At the feed mill here where i buy dog food (for my dogs) they have some sort of bagged catfish food ive been thinking about trying out for my P's it comes in 50 pound bags. Ive already given my P's catfish blood bait which they love as a treat


----------



## Stugge (Jul 27, 2003)

uhmmmm get a cat or a dog


----------



## tweaked (Aug 3, 2003)

uhmmmm get a cat or a dog

Strugge ... you are an idiot.







What kind of sick person are you to suggest feeding cat's and dog's.

As for the dog food having too much fat content ... TetraMin Flakes has about 8% fat content.

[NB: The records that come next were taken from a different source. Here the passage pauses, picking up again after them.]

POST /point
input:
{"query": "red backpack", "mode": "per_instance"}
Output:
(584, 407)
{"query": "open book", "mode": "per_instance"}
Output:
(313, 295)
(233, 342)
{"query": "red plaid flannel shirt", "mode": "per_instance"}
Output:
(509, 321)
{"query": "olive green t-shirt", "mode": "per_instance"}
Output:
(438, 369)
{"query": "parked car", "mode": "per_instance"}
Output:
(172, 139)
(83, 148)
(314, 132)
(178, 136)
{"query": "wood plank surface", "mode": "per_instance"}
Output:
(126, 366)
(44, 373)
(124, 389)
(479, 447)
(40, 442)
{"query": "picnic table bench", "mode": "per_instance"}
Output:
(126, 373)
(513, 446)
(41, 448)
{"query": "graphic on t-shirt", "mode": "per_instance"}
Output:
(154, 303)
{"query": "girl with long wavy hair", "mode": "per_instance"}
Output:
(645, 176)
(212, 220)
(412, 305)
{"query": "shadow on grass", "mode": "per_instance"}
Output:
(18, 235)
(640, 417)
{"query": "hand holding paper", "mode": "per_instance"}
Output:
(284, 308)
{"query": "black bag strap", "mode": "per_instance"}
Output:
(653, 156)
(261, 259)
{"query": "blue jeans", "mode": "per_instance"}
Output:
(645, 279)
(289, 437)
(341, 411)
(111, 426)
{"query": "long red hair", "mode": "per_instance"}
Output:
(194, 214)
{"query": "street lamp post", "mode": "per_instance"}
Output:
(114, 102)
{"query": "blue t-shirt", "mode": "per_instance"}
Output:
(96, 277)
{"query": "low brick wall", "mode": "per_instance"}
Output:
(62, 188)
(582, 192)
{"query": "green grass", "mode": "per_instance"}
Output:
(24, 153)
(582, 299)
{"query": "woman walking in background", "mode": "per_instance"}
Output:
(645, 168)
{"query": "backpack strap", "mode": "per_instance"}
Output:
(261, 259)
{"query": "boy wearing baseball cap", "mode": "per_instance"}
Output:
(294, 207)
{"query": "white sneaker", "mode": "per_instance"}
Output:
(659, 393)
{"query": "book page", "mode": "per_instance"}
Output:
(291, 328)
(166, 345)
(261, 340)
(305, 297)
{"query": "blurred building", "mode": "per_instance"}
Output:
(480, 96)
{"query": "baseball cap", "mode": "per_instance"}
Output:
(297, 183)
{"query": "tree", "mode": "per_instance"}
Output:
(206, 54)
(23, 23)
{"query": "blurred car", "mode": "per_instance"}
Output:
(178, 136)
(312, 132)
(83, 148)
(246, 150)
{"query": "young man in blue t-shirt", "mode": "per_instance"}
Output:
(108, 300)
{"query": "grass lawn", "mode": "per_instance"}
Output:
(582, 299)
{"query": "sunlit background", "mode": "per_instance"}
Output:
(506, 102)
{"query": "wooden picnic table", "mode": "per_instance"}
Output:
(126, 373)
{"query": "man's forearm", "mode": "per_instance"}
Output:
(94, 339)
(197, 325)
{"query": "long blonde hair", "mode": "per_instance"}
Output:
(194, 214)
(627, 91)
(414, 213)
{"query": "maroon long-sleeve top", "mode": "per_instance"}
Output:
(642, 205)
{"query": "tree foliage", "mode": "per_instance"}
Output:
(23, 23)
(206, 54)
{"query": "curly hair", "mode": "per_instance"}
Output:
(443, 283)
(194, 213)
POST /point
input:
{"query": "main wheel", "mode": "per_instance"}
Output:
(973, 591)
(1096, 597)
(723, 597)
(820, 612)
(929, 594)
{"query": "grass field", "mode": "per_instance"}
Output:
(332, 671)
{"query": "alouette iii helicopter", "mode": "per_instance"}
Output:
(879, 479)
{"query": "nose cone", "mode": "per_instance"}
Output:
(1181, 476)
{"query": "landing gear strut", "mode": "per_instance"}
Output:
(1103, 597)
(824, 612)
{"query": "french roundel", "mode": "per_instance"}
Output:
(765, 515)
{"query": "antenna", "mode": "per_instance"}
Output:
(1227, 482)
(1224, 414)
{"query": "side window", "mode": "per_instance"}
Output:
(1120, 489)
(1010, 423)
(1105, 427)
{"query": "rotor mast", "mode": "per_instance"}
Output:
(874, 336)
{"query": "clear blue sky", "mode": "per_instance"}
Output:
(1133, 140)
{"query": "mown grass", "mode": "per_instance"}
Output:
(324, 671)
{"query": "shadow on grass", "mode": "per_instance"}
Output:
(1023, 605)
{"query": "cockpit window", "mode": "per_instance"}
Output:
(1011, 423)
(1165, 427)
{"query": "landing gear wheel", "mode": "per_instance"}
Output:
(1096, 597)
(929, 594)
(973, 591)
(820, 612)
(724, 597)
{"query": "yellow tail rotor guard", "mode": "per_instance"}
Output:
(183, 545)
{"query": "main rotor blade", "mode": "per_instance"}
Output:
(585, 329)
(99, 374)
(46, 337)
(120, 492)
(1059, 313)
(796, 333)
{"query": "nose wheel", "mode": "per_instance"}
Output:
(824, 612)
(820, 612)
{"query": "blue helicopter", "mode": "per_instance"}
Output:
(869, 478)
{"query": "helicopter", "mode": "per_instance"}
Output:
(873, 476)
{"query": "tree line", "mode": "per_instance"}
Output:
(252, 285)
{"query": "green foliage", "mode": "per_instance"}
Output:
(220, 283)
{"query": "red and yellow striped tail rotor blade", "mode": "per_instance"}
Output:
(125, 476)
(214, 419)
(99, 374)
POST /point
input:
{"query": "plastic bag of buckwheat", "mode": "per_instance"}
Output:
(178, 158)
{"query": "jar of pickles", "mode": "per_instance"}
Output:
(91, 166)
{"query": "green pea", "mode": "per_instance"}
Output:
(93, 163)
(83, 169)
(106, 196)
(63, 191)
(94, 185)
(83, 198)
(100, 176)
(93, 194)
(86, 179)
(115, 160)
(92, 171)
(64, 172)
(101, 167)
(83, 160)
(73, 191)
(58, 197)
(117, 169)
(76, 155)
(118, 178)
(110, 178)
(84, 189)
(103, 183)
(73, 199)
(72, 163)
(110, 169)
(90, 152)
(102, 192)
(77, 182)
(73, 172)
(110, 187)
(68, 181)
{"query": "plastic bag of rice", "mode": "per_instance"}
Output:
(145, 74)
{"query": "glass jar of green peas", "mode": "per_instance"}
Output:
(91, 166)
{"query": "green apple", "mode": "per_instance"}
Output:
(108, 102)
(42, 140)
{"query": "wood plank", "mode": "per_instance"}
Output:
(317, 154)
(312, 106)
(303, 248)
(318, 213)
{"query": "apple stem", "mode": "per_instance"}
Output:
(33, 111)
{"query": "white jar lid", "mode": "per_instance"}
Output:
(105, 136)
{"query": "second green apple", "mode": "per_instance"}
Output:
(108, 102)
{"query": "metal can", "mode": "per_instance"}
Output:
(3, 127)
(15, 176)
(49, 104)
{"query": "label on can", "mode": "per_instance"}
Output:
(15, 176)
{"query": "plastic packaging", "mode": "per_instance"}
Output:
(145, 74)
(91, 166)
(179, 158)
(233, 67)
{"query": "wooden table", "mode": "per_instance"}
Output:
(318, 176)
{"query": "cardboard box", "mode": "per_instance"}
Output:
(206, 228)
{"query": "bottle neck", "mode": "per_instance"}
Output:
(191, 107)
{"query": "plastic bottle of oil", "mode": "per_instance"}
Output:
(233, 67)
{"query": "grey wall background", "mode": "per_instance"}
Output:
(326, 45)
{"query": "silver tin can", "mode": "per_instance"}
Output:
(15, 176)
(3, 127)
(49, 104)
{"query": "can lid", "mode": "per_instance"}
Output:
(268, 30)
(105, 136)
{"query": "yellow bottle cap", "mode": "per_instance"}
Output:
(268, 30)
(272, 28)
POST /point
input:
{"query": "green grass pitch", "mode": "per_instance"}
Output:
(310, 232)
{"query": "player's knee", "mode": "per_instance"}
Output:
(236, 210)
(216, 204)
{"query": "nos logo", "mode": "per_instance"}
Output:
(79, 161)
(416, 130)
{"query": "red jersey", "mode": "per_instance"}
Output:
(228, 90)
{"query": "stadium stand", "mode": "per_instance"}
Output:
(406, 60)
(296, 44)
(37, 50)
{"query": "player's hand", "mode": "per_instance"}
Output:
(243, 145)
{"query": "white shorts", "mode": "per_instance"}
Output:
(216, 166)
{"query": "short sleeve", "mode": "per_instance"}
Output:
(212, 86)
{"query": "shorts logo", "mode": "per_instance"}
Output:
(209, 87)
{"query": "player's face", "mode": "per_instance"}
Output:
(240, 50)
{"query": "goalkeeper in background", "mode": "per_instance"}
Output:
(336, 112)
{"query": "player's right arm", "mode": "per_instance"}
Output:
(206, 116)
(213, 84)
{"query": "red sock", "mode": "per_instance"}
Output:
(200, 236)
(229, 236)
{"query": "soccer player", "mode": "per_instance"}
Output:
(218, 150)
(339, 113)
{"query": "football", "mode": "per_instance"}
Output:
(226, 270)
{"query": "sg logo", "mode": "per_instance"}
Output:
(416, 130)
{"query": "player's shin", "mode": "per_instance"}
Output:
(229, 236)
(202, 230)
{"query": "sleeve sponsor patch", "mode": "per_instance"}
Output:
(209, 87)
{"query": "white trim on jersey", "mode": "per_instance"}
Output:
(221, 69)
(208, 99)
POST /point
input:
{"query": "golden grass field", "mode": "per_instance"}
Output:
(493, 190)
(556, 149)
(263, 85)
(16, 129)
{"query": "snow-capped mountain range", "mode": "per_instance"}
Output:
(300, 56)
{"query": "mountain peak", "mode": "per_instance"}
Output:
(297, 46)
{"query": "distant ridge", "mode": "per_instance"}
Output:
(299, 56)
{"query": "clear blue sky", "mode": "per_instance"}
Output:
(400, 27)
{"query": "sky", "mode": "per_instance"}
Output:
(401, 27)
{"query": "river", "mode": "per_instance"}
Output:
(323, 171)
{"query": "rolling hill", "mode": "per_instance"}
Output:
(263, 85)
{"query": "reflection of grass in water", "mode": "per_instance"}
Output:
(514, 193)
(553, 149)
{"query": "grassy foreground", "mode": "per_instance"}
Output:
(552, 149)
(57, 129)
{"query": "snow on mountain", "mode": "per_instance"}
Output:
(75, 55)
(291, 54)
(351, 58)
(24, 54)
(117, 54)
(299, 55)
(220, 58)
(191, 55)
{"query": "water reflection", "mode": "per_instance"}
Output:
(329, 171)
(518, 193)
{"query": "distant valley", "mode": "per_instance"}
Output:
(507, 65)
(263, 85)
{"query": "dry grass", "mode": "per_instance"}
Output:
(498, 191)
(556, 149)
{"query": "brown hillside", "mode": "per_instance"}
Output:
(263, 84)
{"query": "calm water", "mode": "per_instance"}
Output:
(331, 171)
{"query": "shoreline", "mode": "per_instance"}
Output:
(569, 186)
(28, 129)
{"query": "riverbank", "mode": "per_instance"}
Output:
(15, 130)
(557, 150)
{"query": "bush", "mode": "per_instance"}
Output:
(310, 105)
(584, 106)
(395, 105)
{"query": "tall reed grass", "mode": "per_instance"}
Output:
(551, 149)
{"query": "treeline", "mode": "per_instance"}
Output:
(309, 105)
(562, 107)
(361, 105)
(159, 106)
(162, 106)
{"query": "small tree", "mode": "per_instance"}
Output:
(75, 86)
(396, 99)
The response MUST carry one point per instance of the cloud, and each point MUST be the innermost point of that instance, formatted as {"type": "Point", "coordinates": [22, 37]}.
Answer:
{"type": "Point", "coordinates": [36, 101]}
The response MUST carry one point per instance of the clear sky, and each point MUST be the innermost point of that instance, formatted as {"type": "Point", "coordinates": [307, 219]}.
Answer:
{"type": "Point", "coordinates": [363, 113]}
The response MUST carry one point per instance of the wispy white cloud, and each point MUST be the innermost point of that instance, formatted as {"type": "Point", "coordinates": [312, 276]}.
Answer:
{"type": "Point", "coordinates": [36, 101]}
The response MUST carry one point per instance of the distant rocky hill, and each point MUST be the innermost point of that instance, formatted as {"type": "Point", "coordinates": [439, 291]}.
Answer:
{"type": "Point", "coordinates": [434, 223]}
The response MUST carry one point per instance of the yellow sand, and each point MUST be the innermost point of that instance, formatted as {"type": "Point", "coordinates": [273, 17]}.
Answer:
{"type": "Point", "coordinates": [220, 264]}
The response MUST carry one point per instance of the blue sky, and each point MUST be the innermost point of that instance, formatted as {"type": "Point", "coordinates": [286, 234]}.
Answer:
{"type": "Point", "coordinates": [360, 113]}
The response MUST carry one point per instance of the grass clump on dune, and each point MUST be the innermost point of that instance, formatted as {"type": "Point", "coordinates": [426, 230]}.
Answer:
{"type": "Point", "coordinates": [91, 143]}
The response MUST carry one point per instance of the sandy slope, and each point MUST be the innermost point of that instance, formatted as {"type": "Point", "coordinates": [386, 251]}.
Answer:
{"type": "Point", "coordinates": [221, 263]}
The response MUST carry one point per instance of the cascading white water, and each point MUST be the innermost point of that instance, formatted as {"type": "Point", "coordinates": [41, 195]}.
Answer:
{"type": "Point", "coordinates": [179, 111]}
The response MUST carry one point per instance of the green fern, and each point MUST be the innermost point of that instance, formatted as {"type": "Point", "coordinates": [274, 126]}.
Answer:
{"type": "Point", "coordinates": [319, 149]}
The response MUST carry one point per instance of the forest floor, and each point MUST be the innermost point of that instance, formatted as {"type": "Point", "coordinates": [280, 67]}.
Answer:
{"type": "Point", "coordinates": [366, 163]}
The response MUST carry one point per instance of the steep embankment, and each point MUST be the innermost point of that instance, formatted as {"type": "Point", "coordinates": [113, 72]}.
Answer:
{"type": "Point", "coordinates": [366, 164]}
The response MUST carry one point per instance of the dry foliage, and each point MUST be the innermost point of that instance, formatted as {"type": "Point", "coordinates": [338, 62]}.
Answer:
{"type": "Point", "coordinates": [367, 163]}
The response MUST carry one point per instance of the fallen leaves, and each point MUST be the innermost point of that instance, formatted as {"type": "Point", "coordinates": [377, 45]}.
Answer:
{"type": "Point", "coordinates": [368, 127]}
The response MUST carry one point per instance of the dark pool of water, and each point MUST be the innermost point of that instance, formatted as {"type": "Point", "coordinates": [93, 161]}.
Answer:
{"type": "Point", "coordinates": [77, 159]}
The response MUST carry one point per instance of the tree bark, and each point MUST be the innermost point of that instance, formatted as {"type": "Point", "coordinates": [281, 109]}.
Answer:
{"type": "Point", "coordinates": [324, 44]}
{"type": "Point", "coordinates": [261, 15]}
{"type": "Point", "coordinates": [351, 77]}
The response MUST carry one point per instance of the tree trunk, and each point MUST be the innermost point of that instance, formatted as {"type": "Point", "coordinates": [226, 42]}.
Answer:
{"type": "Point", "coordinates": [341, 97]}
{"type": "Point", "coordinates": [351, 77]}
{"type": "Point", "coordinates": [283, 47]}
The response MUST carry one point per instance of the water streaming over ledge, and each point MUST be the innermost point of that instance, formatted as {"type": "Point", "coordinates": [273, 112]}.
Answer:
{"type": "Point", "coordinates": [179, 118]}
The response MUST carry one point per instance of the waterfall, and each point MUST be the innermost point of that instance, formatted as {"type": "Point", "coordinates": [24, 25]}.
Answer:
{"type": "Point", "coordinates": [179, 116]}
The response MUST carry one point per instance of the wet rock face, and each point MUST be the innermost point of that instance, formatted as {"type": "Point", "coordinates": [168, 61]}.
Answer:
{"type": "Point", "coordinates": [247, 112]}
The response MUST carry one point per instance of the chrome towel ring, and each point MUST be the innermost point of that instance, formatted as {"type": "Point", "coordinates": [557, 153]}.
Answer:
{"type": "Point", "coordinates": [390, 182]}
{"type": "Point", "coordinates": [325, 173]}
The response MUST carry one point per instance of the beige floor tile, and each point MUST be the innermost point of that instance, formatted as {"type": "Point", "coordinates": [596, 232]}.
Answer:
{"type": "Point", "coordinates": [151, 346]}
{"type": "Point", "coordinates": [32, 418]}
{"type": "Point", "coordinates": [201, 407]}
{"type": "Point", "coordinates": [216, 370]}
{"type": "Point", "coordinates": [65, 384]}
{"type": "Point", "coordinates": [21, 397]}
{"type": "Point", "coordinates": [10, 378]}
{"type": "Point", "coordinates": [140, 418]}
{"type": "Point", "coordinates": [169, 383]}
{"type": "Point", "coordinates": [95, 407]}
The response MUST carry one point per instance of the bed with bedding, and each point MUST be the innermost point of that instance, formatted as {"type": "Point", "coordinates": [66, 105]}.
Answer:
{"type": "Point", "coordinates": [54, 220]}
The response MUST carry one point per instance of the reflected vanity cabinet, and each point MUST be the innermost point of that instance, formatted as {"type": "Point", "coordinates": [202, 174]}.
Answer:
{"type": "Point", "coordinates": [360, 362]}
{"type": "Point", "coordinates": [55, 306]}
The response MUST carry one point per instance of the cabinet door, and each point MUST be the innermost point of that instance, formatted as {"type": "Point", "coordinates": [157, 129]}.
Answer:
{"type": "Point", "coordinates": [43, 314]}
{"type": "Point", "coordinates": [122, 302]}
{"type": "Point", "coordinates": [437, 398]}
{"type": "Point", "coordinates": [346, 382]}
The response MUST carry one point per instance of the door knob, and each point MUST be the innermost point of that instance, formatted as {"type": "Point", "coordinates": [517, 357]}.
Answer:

Anyways ... I think that it's time to CLOSE this topic.


----------



## FeederFish33 (Jan 22, 2003)

tweaked, ur the idiot. this whole post youve just been talkin sh*t to everyone. Well guess what? just because your fish are alive (luckily for you) doesnt mean they are healthy. Dog food was made for dogs and specifically for dogs, if it were meant to be fed to piranhas they would call it piranha food. And whoever said cat food would swell up in the fishs stomach is right because I am good friends with a guy with a huge pond with bass, hybrid stripers, and catfish and he lost over 30 fish to people throwing cat food in there. Also, I think you should post a pic of your fish so we can see the amazing color they have from all your shitty food!! If you cant afford to feed your piranhas some decent and healthy food then you shouldnt have piranhas. Biotch.


----------



## FeederFish33 (Jan 22, 2003)

and i dont think Stugge was talking about feeding your fish a cat or dog, he was talking about getting a cat or dog to feed your shitting dog food to. God, you are stupid.


----------